You can't find concepts models can't navigate between. I tried to find "random" concept pairs (turmeric and trigonometry, barnacle and sonnet, accordion and stalactite) that would serve as controls with no consistent navigation structure, but every single one failed. Models find coherent routes between anything. Five out of six models route accordion-to-stalactite through "bellow" (the physical mechanism shared by accordions and cave formations). The original control pair, stapler-monsoon, also fails when you test it on all 12 models: the models find "paper," "office," "flood" with high consistency.

Twenty-nine falsified predictions across 11 phases. The coarse geometry (gait, asymmetry, bridges) replicates reliably. The fine-grained mechanisms resist simple explanations.

What This Measures

21,000 paths later, I think the word convergence game and this benchmark are probing something real about how language models organize knowledge. Prior work has studied static embedding geometry extensively. This probes navigation: whether models can traverse conceptual space consistently, and whether that traversal has geometric structure.

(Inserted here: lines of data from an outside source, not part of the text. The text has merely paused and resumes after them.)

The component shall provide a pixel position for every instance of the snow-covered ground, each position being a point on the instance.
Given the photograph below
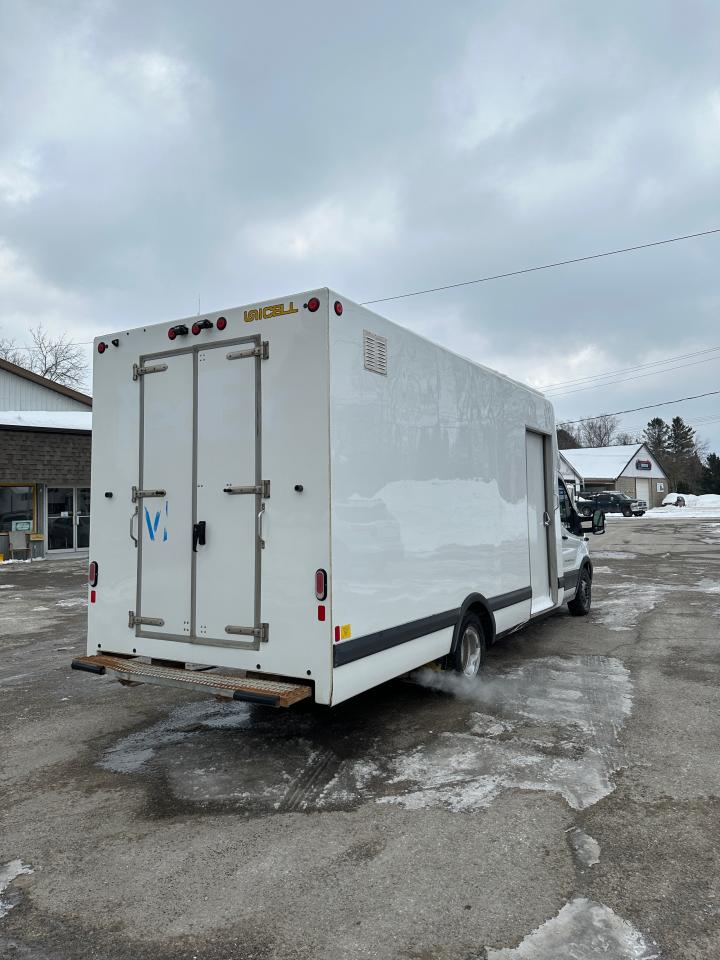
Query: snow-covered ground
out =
(704, 507)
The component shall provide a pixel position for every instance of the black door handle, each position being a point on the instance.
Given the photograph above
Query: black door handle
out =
(198, 535)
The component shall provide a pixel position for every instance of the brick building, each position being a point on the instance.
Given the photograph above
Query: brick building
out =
(45, 431)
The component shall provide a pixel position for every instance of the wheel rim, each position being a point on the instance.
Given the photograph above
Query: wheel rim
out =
(470, 652)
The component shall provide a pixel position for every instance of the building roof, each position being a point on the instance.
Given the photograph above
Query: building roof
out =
(601, 463)
(64, 420)
(44, 382)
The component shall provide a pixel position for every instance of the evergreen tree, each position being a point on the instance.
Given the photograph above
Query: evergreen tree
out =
(711, 474)
(657, 436)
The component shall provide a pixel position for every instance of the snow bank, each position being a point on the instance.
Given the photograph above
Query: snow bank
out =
(704, 507)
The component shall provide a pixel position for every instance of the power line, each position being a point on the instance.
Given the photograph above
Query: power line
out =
(544, 266)
(550, 387)
(639, 376)
(663, 403)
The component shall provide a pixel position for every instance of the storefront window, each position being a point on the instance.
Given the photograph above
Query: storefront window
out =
(17, 509)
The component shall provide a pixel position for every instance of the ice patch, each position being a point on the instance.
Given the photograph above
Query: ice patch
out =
(558, 732)
(582, 930)
(585, 847)
(8, 872)
(613, 555)
(132, 753)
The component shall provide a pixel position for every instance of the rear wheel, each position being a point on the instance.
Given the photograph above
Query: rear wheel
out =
(579, 606)
(469, 654)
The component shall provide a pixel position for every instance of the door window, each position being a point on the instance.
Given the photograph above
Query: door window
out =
(565, 505)
(60, 518)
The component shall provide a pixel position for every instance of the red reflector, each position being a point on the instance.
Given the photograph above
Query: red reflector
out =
(320, 584)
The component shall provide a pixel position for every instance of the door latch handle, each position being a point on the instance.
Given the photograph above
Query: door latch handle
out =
(198, 535)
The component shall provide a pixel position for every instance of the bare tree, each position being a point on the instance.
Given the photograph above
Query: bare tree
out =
(569, 436)
(599, 431)
(54, 357)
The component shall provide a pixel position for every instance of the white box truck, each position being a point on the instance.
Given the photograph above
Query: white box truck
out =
(311, 500)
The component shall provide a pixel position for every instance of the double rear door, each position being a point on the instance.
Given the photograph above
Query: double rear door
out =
(200, 495)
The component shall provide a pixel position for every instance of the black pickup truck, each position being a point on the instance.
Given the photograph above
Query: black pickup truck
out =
(609, 501)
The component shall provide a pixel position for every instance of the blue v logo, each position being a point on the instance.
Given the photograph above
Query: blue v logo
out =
(154, 523)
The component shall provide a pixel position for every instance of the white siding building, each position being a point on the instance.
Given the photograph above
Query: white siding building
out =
(631, 468)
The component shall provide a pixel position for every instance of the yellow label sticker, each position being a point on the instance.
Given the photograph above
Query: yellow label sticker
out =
(264, 313)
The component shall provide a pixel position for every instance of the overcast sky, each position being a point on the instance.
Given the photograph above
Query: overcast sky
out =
(155, 152)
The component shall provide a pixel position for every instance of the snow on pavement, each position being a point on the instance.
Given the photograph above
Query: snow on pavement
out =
(582, 930)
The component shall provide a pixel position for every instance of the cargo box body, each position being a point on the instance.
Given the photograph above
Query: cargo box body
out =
(231, 465)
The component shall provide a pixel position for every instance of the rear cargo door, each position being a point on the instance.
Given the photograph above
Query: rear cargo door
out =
(201, 496)
(229, 502)
(164, 496)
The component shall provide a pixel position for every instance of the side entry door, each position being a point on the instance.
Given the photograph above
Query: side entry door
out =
(538, 522)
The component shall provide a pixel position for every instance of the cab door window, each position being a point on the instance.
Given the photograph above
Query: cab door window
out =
(565, 506)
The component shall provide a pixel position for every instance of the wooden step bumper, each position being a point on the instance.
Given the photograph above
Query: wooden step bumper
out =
(275, 693)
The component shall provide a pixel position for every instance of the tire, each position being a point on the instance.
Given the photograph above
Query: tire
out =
(468, 657)
(579, 606)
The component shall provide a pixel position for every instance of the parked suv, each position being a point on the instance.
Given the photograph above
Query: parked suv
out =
(610, 501)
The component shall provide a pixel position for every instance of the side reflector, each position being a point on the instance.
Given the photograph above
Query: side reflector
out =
(320, 584)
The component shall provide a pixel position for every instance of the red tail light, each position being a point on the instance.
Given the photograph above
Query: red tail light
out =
(201, 325)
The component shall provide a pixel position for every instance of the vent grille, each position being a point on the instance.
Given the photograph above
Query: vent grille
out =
(375, 353)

The answer is yes, with caveats. The coarse structure is consistent: every model has a measurable gait, every model navigates asymmetrically, every model shows bridge bottleneck behavior (though specific landmarks differ by scale). These properties replicate across 12 models from 11 independent training pipelines and hold up across protocol variations. The fine-grained mechanisms — why specific bridges survive perturbation, why Gemini fragments differently, why sadness is indestructible — resist every single-variable explanation I've tried.

The graveyard may be the real finding here. The benchmark maps the shape of what we can and can't predict about how language models think. We can predict the roads, but we can't predict the traffic.

~21,540 elicitations were collected between March 2-7, 2026, using 12 models (Claude Sonnet 4.6, GPT-5.2, Grok 4.1 Fast, Gemini 3 Flash, Qwen 3.5, MiniMax M2.5, Kimi K2.5, Llama 3.1 8B, DeepSeek V3.2, Mistral Large 3, Cohere Command A, Llama 4 Maverick) via OpenRouter. This benchmark extends the word convergence game (repo). The experimental pipeline (code, analysis, drafting) was built with heavy AI assistance; I designed the experiments and interpreted the results. The full dataset, and analysis code are available in the conceptual-topology-mapping-benchmark repository.